“Ruhani üstad” anlamından sonra birbirinden farklı birçok niteleme için kullanılan “bahşı” kelimesi, bugün hâlâ Kazakça (baksı), Kırgızca (bakşı), Yeni Uygurca (bahşi), Türkmenistan (bağşı), Özbekistan, Karakalpakistan ve Horasan’da (bahşı) geçerli. Çekirdek anlamın periferisinde halkalanan diğer anlamlar; coğrafi-kültürel değişmelerin dildeki karşılıkları.
Türkçeye 10.-11. yüzyılda Çinceden geçen “bahşı” (öğretmen) kelimesi, Budist Uygurlarda “ruhani üstad” karşılığında kullanılırdı. Ancak bu insanlar salt bir doktrinin yandaş ve müdafileri değildi. Budist Orta Asya ve Uzak Doğu’nun türlü alfabelerini ve dillerini bilen müellif ve mütercimlerine, aritmetik bilen tüccarlarına, halk hekimliğinden anlayan şifacılarına da bahşı denirdi.
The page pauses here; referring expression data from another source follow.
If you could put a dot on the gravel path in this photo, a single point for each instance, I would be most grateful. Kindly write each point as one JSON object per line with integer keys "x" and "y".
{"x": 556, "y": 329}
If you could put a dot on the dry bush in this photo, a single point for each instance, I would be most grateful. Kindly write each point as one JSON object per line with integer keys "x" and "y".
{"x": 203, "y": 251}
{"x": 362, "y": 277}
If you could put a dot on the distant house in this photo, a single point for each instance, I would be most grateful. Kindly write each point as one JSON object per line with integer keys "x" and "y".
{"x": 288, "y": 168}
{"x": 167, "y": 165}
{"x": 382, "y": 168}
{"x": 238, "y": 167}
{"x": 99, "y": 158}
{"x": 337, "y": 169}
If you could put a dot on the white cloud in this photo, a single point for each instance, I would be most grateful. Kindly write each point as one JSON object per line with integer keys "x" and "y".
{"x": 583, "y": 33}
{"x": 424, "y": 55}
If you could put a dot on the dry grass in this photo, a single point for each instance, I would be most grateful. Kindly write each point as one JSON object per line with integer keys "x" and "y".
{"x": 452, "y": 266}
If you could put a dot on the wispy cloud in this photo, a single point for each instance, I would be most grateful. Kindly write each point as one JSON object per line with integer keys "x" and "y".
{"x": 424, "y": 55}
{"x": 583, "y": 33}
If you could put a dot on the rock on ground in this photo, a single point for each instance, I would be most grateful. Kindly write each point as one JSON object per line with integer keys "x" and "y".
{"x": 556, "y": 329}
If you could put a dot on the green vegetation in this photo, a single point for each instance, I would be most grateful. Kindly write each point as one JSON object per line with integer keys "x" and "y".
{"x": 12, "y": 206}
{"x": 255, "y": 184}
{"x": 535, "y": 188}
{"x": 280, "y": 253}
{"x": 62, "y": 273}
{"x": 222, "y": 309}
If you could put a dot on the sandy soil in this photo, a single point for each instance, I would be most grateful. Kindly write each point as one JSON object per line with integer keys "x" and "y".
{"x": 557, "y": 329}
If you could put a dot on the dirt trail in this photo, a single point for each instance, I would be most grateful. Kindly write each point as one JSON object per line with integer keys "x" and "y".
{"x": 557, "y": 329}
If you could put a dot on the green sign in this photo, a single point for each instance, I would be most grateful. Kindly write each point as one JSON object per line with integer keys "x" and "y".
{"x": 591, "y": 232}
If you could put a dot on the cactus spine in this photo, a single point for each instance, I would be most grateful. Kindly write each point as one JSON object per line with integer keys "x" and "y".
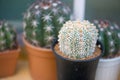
{"x": 7, "y": 37}
{"x": 78, "y": 39}
{"x": 109, "y": 35}
{"x": 43, "y": 20}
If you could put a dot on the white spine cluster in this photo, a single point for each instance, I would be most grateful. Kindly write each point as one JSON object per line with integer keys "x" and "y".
{"x": 78, "y": 39}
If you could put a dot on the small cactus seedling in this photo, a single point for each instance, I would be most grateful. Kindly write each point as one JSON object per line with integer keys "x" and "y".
{"x": 109, "y": 35}
{"x": 78, "y": 39}
{"x": 7, "y": 37}
{"x": 43, "y": 20}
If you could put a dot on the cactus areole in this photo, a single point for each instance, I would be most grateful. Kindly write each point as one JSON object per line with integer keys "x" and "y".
{"x": 77, "y": 42}
{"x": 78, "y": 39}
{"x": 43, "y": 20}
{"x": 8, "y": 39}
{"x": 109, "y": 35}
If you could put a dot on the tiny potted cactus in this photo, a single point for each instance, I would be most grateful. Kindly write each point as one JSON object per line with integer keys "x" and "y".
{"x": 42, "y": 22}
{"x": 9, "y": 50}
{"x": 77, "y": 51}
{"x": 109, "y": 64}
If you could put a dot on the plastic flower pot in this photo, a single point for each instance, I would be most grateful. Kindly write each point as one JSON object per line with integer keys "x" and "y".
{"x": 68, "y": 69}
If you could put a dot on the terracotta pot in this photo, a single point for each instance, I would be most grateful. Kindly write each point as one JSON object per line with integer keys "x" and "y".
{"x": 8, "y": 61}
{"x": 41, "y": 61}
{"x": 68, "y": 69}
{"x": 108, "y": 69}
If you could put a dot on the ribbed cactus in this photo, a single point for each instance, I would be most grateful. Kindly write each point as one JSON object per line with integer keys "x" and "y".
{"x": 43, "y": 20}
{"x": 78, "y": 39}
{"x": 109, "y": 35}
{"x": 7, "y": 37}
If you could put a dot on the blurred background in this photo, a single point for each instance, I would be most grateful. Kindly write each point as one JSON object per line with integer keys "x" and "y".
{"x": 13, "y": 10}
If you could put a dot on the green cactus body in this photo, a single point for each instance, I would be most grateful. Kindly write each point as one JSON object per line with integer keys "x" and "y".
{"x": 109, "y": 35}
{"x": 43, "y": 20}
{"x": 78, "y": 39}
{"x": 7, "y": 37}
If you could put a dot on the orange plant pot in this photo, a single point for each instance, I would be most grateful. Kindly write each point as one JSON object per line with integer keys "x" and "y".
{"x": 8, "y": 62}
{"x": 42, "y": 62}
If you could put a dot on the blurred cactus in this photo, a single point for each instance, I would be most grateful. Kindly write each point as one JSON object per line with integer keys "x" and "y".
{"x": 43, "y": 20}
{"x": 78, "y": 39}
{"x": 109, "y": 35}
{"x": 8, "y": 39}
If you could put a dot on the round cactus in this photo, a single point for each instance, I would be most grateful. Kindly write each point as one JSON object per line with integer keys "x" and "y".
{"x": 43, "y": 20}
{"x": 109, "y": 35}
{"x": 7, "y": 37}
{"x": 78, "y": 39}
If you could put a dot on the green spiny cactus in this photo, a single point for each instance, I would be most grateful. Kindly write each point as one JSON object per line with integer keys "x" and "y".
{"x": 109, "y": 35}
{"x": 7, "y": 37}
{"x": 43, "y": 20}
{"x": 78, "y": 39}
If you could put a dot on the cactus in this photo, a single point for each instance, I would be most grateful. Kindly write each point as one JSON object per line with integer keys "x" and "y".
{"x": 8, "y": 39}
{"x": 109, "y": 35}
{"x": 78, "y": 39}
{"x": 43, "y": 20}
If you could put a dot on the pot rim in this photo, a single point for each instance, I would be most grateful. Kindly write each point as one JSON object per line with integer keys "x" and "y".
{"x": 10, "y": 51}
{"x": 89, "y": 60}
{"x": 34, "y": 47}
{"x": 110, "y": 59}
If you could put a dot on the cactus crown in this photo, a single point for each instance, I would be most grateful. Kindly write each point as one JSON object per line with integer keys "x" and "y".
{"x": 109, "y": 35}
{"x": 43, "y": 20}
{"x": 78, "y": 39}
{"x": 7, "y": 37}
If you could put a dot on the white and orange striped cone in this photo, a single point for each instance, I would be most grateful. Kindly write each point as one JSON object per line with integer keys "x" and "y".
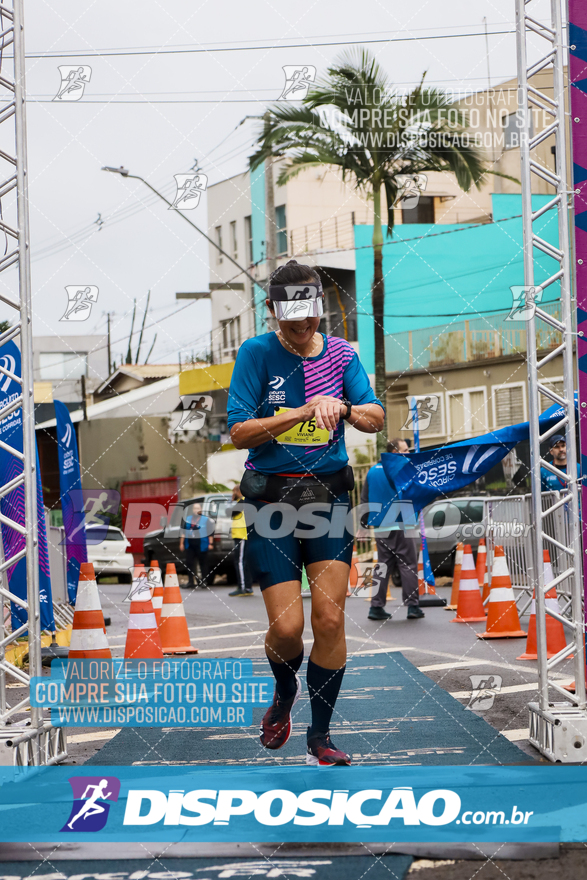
{"x": 173, "y": 627}
{"x": 88, "y": 636}
{"x": 353, "y": 573}
{"x": 481, "y": 564}
{"x": 456, "y": 579}
{"x": 142, "y": 638}
{"x": 486, "y": 590}
{"x": 156, "y": 581}
{"x": 555, "y": 631}
{"x": 469, "y": 607}
{"x": 503, "y": 621}
{"x": 421, "y": 581}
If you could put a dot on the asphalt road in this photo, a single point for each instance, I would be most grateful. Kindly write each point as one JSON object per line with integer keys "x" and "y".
{"x": 448, "y": 653}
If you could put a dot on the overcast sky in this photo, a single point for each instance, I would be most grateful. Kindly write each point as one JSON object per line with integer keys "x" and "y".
{"x": 154, "y": 113}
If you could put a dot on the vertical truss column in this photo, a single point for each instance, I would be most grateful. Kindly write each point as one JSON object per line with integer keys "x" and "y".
{"x": 14, "y": 225}
{"x": 557, "y": 729}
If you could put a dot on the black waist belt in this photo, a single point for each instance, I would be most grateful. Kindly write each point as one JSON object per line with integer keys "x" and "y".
{"x": 297, "y": 489}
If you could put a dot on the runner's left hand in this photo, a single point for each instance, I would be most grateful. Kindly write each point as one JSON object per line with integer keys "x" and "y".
{"x": 327, "y": 411}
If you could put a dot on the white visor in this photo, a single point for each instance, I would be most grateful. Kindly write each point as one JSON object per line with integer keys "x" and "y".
{"x": 299, "y": 309}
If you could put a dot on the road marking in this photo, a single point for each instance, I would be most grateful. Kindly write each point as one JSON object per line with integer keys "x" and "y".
{"x": 464, "y": 663}
{"x": 244, "y": 647}
{"x": 256, "y": 632}
{"x": 93, "y": 737}
{"x": 511, "y": 689}
{"x": 516, "y": 735}
{"x": 218, "y": 625}
{"x": 529, "y": 670}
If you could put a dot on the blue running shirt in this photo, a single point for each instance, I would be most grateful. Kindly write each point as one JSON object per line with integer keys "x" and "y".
{"x": 266, "y": 376}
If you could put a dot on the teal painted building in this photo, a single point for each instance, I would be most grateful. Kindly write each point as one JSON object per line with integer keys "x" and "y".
{"x": 445, "y": 275}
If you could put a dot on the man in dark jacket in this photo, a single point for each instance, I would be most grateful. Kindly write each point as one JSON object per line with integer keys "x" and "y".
{"x": 394, "y": 549}
{"x": 197, "y": 544}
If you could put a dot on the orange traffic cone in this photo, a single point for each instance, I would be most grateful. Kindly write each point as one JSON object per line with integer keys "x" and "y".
{"x": 502, "y": 615}
{"x": 156, "y": 581}
{"x": 456, "y": 579}
{"x": 353, "y": 573}
{"x": 142, "y": 638}
{"x": 486, "y": 590}
{"x": 88, "y": 636}
{"x": 481, "y": 564}
{"x": 469, "y": 606}
{"x": 555, "y": 631}
{"x": 173, "y": 628}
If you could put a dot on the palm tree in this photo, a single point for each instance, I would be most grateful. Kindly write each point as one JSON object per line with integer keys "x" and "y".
{"x": 355, "y": 119}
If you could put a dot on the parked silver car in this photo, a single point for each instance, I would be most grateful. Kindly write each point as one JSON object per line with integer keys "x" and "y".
{"x": 163, "y": 544}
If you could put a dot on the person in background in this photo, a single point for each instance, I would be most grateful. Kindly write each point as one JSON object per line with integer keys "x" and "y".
{"x": 239, "y": 536}
{"x": 395, "y": 549}
{"x": 558, "y": 451}
{"x": 196, "y": 546}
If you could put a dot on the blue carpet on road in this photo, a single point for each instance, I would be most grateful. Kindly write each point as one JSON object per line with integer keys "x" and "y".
{"x": 387, "y": 713}
{"x": 313, "y": 867}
Uygurların Moğol egemenliğine girmelerinin ardından, başta alfabe olmak üzere sahip oldukları tüm bilgiler Budist bahşılar aracılığıyla Moğol dünyasına transfer edildi. Bu durum, kelimenin coğrafyasını genişleterek onu Altınordu dönemi Rusya’sına ve İlhanlı dönemi İran’ına kadar taşıdı. Marco Polo, Monte Corvino gibi seyyahlar, bahşıların hükümdarlar üzerinde büyük nüfuzlarından sözeder. Nitekim Reşîdüddîn, Hülegü Han’ın torunu Gazan’ın eğitiminde bahşıların görevlendirildiğini yazar. Bu durum Gazan Han’ın İslâmiyet’i kabulüne kadar sürdükten sonra, bahşı kelimesi resmî belgeleri defterlere kaydeden divan katiplerinin unvanı için kullanılır oldu. Orta Asya Türklerinde Budizmin izleri silinirken, bu sözcük bir yandan Uygur alfabesini, Türk ve Moğol dillerini bilen kâtipler; öte yandan cerrahlık da yapabilen hekimler, gezgin saz şairleri, hatta sihirbaz ve kahinler için kullanılan ana referansa dönüştü. Bunun altyapısını Budist Uygur keşişlerin çok yönlü kimliği oluşturmuştu. Timur’un torunlarını eğiten Ali Şir Nevâi’nin babasının (Kiçkine Bahşı), Fatih’in Doğu Türkleriyle ve Uzun Hasan’la yazışmalarını yürütmek için Semerkant’tan getirttiği katibin (Abdürrezzak Bahşı) bu unvanla anılması, sözcüğe İslâmiyet sonrası yüklenen anlamların ilkini yansıtır.
Bâbür Şah’ın otobiyografisindeki (Bâbürnâme, 16. yüzyıl) “Moğol halkı cerraha bahşı der” cümlesi, sözcüğün Türk hakimiyetindeki Hindistan coğrafyasında kazandığı ikinci anlamın en eski kaydıdır. Kazakça (baksı), Kırgızca (bakşı) ve Yeni Uygurcada (bahşi) hastalıkları şaman pratikleriyle tedavi eden kişiler bugün hâlen bu sözcükle anılır. Hülegü’nün Budist torunu Argun, ömrünü uzatmak için Keşmirli bir bahşının hazırladığı kükürt ve cıva karışımı ilacı içtikten sonra kronikleşen bir hastalığa yakalanıp ironik biçimde 30’lu yaşlarının başında ölünce, bahşı kelimesinin anlamında “şarlatan hekim, büyücü” nüansları ortaya çıkar. Bu anlam Özbekçede yaşamaktadır.
Ancak Türkmenistan (bağşı), Özbekistan, Karakalpakistan ve Horasan’da (İran) bahşı, ağırlıklı olarak halk ozanları için kullanılır. Á. Vámbéry, Orta Asya gezisi notlarında (1867) Türkmenlerin kış gecelerindeki en büyük eğlencelerinin dombra eşliğinde bahşılarca okunan şiirler olduğuna değinir. Bahşılar Özbekistan ve Türkmenistan’da düzenlenen toylarda binlerce dizelik destan metinlerini uzun saatler boyunca tiyatro performansı da sergileyerek ezberden okuyabilen saygın bir sanatçı grubudur.
Bahşı kelimesi, donör dil Çincedeki “öğretmen” anlamını bugün yalnız Moğolca ve Tuvacada koruyor. Çekirdek anlamın periferisinde halkalanan anlamlar ise, coğrafi-kültürel değişmelerin gereksinimleriyle ortaya çıkmış. Bu olguya dilbiliminde “semantik neolojizm” adı veriliyor.